Congress’s failure to hold Trump accountable is one reason to break with precedent and prosecute him now. Another, perhaps more obvious reason, is that Trump’s misconduct ought to be handled differently because it was different. There’s a far stronger case that he committed serious crimes in office than could plausibly be made against even the country’s most unethical previous presidents. One of the reasons no president in history has been prosecuted for actions stemming from his presidency is that none of them before the 45th tried to instigate a coup.

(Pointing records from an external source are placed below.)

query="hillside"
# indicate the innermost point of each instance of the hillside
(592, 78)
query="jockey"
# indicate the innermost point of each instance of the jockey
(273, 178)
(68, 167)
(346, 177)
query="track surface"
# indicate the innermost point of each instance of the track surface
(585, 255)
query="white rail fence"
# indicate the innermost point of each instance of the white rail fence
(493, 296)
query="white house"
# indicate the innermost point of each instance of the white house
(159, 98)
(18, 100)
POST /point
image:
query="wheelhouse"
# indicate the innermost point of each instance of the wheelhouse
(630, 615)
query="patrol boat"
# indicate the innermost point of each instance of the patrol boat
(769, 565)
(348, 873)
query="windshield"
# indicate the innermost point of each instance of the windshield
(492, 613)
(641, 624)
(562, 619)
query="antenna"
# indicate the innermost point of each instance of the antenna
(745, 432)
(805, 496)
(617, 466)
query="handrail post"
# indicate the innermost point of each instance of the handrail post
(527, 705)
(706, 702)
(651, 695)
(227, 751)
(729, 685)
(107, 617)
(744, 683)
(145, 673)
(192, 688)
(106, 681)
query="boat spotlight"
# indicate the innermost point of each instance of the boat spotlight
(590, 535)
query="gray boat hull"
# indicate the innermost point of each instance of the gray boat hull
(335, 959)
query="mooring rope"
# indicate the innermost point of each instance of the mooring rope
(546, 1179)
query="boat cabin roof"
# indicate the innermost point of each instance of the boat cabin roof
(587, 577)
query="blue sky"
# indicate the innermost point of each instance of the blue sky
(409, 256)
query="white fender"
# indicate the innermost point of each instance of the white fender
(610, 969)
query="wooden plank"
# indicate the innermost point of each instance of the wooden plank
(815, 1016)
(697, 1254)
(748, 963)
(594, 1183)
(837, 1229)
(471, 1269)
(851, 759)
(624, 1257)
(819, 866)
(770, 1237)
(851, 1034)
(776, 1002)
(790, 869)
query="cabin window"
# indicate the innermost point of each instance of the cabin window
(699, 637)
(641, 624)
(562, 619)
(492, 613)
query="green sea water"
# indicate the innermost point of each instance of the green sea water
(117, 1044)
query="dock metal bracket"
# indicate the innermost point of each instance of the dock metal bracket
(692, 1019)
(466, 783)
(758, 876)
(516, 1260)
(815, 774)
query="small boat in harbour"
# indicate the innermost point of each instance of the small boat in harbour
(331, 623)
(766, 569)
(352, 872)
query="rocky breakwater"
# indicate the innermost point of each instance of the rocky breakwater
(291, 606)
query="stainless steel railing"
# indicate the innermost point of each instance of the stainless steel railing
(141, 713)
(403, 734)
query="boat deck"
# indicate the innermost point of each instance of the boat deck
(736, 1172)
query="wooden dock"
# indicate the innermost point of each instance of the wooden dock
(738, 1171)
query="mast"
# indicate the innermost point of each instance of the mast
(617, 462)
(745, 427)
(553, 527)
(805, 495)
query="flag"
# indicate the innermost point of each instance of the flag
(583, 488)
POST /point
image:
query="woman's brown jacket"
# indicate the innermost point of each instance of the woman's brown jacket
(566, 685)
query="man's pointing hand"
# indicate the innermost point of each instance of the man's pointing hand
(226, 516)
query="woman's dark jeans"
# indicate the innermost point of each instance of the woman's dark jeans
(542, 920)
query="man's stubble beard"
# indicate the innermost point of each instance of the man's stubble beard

The reluctance to prosecute presidents is deep-rooted, and extreme caution does make sense. (The last thing that the country needs is for Trump to be charged, tried, and then acquitted.) But it cannot be the case that there is no line — no hypothetical act of presidential criminality that would not rise to the level of seriousness that merits setting aside our qualms. And if one accepts that there is a line, it’s hard to imagine Donald Trump didn’t cross it. The events of Jan. 6, and those that led up to them, were an extreme abuse of power that few ever imagined a president would commit. A commander in chief tried his very best to subvert democracy. He attacked his own country. Five people died. Allowing him to go unpunished would set a far more dangerous precedent than having Trump stand trial. To reform the presidency so that the last four years are never repeated, the country must go beyond passing laws: It must make clear through its actions that no person, not even the president, is above them.